The School of Community Health and Rehabilitation at Charles Sturt University Orange Campus houses the School of Physiotherapy and Rehabilitation Science.
The new facility is located at the northern end of the campus main pedestrian axis which connects the building to the existing library, lecture theatre, student facilities, new School of Dentistry and School of Nursing.
The building's design expresses a sophisticated rural aesthetic linking it strongly through form, colour and materials to its rural setting to create a beautiful and striking symbol for the campus. The project was intended to be a built symbol for the University, expressing its strong relationship to its rural place. Light steel frame structures that support the roof sheeting are reminiscent of the eucalyptus trees adjacent to the site.
The forms are reminiscent both of rural sheds and high technology manufacturing plants. The Ardmax roof sheeting supported on a steel framed structure soars over the glazed and metal clad building below. Two types of metal cladding have been used to create texture and patterns in the external facade and reflect a modern interpretation of the rural shed.
Public Building and Cultural Framework
The building gives new life to the northern part of the campus and expands the campus teaching facilities in the medical and allied health facilities. The building has been designed to have a visual relationship and to interact with the existing adjacent buildings, the new landscaped forecourt opposite the main entry and to the new pedestrian link to the western area of the campus precinct and future development in this precinct of the campus.

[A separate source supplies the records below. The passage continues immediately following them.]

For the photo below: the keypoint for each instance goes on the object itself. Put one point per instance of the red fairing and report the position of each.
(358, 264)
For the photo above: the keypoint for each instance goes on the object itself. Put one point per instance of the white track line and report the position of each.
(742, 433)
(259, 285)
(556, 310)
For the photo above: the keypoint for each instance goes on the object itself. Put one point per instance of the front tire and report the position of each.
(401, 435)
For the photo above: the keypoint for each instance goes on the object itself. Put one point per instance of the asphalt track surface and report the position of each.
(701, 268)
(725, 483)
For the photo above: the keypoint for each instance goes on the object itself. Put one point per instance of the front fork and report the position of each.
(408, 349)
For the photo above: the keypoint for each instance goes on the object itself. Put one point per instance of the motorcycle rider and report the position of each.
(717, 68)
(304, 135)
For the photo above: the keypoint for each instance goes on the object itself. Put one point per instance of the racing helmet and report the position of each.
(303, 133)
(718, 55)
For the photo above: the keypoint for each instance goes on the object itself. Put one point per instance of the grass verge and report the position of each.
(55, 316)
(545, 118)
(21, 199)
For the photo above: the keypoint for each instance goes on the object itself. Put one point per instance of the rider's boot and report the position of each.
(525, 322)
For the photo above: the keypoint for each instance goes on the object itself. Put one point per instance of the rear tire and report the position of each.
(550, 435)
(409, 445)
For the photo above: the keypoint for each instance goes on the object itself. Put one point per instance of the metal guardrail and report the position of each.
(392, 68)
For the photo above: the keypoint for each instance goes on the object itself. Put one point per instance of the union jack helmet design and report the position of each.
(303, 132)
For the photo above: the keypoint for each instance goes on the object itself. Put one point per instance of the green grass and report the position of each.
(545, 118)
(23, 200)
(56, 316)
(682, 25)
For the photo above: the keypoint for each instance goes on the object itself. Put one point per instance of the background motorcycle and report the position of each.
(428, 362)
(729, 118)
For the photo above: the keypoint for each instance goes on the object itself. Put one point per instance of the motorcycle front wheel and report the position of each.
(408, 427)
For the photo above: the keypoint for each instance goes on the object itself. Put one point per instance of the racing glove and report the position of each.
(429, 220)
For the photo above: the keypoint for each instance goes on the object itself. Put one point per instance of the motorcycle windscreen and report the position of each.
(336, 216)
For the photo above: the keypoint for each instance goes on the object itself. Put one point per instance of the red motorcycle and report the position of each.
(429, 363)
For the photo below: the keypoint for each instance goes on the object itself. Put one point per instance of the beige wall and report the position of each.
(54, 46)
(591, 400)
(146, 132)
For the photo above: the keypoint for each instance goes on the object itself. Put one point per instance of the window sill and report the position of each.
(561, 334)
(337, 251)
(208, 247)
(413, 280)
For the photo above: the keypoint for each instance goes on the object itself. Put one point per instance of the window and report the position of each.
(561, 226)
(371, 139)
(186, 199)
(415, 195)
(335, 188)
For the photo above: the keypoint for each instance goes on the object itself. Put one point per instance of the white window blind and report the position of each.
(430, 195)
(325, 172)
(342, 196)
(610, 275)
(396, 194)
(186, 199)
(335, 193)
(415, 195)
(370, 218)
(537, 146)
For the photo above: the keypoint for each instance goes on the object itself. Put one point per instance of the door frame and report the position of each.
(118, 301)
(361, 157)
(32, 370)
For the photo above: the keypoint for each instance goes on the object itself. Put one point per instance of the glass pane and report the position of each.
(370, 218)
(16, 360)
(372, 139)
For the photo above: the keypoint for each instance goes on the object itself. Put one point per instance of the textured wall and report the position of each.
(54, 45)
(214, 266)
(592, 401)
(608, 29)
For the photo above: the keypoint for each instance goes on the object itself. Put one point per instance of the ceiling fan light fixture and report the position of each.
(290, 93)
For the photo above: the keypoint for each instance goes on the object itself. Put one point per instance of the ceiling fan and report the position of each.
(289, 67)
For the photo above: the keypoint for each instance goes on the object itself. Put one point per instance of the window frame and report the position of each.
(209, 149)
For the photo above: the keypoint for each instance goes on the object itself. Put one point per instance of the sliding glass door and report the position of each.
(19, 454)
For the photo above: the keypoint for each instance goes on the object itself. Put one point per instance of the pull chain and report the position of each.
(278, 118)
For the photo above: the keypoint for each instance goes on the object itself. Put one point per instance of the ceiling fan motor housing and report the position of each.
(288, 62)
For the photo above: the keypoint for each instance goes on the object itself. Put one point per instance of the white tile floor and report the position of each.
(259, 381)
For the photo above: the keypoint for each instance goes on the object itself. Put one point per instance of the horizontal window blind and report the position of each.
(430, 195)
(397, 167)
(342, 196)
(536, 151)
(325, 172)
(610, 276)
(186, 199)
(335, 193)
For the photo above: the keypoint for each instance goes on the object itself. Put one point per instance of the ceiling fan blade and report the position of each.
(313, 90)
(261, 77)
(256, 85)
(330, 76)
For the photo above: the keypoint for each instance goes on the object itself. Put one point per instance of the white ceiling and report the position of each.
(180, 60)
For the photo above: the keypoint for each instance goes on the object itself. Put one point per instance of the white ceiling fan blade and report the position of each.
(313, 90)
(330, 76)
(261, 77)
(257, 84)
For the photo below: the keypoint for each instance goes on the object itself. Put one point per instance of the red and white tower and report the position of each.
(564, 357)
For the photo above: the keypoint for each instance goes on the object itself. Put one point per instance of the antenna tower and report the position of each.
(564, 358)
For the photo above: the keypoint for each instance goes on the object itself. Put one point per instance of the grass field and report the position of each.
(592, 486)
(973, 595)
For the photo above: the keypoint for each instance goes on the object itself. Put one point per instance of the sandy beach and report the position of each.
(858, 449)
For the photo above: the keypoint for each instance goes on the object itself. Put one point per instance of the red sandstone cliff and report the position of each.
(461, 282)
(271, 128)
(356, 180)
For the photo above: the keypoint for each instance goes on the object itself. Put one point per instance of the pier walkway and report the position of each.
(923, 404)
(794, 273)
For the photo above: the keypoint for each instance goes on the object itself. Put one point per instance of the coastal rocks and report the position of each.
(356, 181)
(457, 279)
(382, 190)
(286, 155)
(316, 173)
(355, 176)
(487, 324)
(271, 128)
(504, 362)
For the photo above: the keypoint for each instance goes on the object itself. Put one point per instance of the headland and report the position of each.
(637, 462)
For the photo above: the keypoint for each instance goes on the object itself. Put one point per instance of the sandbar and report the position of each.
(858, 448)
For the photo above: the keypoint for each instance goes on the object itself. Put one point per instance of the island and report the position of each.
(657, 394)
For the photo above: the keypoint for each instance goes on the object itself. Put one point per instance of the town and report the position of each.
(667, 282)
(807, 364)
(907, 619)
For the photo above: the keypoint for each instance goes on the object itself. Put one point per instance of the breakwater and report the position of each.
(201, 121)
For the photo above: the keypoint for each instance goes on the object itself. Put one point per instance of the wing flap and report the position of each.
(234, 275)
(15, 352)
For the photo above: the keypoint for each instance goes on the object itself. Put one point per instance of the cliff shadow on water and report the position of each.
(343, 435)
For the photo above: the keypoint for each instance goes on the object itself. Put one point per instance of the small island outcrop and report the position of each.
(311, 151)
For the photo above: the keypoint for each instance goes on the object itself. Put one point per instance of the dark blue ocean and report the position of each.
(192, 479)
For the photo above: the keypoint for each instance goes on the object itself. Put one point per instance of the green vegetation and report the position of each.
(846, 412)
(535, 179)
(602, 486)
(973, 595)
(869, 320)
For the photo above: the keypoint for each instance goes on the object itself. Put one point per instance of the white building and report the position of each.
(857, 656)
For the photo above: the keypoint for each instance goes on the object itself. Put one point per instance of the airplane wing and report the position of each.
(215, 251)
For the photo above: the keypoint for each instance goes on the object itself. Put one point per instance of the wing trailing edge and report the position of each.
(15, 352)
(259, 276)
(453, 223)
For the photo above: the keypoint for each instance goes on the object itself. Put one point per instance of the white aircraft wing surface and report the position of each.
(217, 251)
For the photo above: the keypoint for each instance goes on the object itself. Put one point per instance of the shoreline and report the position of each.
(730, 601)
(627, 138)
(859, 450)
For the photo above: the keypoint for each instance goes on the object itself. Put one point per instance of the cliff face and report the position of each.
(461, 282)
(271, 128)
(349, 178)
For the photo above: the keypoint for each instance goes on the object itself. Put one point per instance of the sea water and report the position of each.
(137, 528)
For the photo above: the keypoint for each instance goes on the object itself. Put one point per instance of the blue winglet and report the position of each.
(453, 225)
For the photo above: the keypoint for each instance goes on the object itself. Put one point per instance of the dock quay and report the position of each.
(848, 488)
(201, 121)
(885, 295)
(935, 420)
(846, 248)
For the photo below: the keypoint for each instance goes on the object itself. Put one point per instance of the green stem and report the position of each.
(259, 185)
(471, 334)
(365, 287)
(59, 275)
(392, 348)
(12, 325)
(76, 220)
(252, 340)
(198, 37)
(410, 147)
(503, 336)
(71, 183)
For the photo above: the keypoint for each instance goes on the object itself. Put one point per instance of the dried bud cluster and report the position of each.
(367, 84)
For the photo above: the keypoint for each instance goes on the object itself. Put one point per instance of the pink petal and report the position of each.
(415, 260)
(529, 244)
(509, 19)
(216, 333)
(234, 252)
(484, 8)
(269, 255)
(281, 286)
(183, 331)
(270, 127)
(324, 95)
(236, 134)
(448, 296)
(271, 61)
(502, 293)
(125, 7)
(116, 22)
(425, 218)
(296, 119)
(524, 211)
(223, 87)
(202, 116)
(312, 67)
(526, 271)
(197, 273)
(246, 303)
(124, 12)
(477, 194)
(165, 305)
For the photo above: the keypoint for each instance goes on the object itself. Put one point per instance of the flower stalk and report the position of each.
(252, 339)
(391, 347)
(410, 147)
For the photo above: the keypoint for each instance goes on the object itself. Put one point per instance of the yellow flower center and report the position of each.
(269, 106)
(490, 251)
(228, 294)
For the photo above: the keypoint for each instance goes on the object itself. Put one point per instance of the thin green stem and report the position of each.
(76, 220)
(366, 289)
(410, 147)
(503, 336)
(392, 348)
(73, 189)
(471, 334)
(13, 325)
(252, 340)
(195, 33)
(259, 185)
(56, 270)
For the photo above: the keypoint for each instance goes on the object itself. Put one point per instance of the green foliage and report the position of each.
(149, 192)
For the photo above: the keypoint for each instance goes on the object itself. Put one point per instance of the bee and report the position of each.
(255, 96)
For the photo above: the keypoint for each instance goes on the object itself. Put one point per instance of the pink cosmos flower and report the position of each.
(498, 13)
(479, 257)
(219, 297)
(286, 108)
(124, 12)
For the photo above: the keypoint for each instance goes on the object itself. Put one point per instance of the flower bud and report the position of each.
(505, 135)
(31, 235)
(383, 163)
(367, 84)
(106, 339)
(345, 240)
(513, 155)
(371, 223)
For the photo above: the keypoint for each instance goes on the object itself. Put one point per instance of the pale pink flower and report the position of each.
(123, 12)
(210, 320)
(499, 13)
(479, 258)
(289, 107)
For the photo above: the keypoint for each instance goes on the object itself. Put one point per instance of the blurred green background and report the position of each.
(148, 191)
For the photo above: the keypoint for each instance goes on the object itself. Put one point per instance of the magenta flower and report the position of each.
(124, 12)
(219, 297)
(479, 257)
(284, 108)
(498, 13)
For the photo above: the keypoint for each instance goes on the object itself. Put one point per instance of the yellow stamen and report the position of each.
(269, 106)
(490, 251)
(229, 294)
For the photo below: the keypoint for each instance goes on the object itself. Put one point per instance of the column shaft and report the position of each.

Relationship with Built Form and Context
BHA worked closely with the University on the masterplan to locate the new building at the northern end of the campus main pedestrian axis. The building was designed to work with the site topography which falls approximately four metres from the south east to the north west corner. The building on the eastern side is single storey high. Students and staff enter the building on the upper floor in the south eastern corner which links directly to the main pedestrian axis and provides student access to the clinic, student interaction areas and amenities. The lower floor on the western side of the building houses accommodation for academic staff.
The new facilities cater for the specialist teaching requirements of the faculty with large flexible column free teaching clinics. High level windows in the two clinics provide ventilation, light and contact with environment outside whilst maintaining the Client's brief for privacy to these spaces. Spaces for students to interact have been located adjacent to large areas of glazing which overlook and allow views into the building from the new western pedestrian axis and the extended northern pedestrian access.
Integration of Allied Disciplines
BHA worked closely with the structural engineer to provide large column free internal spaces to meet the Client's brief and provide large overhangs externally to assist with preventing sun entering into spaces in summer.
BHA collaborated with the services engineers to ensure that the Client's requirements were incorporated. Natural light has been optimised in the clinics via high level windows whilst maintaining the Client's brief for privacy in the clinics.
Cost Value / Outcome
A number of roof options were reviewed in the early Concept Design Phase. Aramax roof sheeting supported on a structural steel frame was selected as there were significant cost savings compared to other options with a reduction in the quantity of structural steel required to support the roof. It also enabled large roof overhangs to be incorporated into the design without perimeter edge beams.
This resulted in a reduction in the extent of additional sun shading elements required.